Li Fangzhi, Untitled (Three Kingdoms War), 1960, collection of M+, Hong Kong

Massanori Tomita

Massanori Tomita’s works are characterized by richly layered surfaces and complex, luminous imagery. His practice is deeply connected to postwar Japanese art’s intense engagement with materiality, while simultaneously opening new possibilities for contemporary abstraction. Using resin, oil paint, and ink, his layered materials lend the surfaces a jewel-like sheen.

I vividly recall his presentation at Art Basel Switzerland this year, where his entire booth consisted of floor-based installations. Their surfaces shimmered with a lacquer-like brilliance reminiscent of traditional Chinese lacquerware—rich in color yet never heavy, ornate yet restrained, achieving a balanced and composed aesthetic. The booth also included the artist’s sketches and notebooks, revealing that despite the abstract appearance of his work, his practice is grounded in an effort to merge the drawn world of his studies with abstraction.

Each time new works by Tomita are released, they sell out almost instantly. Even in a relatively subdued market, his work has demonstrated remarkable commercial momentum.

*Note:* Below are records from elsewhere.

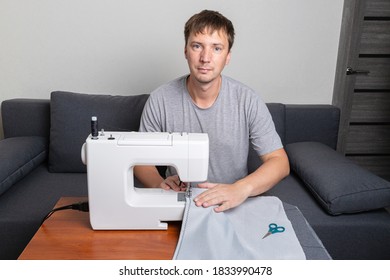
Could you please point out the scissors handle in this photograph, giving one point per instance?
(274, 228)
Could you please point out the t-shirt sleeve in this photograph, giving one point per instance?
(151, 117)
(262, 132)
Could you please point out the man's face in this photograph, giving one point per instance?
(207, 54)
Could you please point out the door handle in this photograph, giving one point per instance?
(350, 71)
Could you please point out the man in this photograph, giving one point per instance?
(232, 114)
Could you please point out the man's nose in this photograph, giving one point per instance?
(205, 55)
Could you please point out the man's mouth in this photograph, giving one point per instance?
(203, 70)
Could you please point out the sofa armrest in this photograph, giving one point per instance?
(338, 184)
(18, 157)
(26, 117)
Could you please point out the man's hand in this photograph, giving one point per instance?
(174, 183)
(224, 195)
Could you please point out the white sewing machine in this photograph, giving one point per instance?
(114, 202)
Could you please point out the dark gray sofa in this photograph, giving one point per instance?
(40, 162)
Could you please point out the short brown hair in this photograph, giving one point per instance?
(209, 20)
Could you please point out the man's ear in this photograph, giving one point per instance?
(228, 58)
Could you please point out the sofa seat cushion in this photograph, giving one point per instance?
(19, 156)
(338, 184)
(71, 123)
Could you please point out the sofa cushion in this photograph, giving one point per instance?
(337, 183)
(19, 156)
(71, 123)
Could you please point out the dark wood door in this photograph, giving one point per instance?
(362, 84)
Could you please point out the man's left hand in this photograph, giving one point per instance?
(224, 195)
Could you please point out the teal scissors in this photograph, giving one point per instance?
(274, 228)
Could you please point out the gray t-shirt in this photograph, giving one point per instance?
(237, 118)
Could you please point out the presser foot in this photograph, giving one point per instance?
(189, 191)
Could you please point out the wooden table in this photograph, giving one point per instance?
(67, 234)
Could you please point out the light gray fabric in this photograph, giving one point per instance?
(237, 233)
(237, 117)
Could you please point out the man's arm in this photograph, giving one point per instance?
(274, 168)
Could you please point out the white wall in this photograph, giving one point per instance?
(284, 49)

Massanori Tomita , Occupy, 2025

Massanori Tomita , Silver Paper, 2025

Massanori Tomita , Chesnut Head, 2023

For Asian artists to thrive within Western contexts today, a balance must be struck between historical insight and the development of a distinct contemporary language. Reina Sugihara’s paintings naturally recall the legacy of material experimentation in postwar Japanese art. Hanna Hur’s minimalist labor evokes Agnes Martin and On Kawara. These connections are never forced or derivative; they emerge through long processes of digestion and internalization. It is precisely this depth of engagement—rather than the direct borrowing of art-historical forms—that allows these artists to arrive at practices that are unmistakably their own.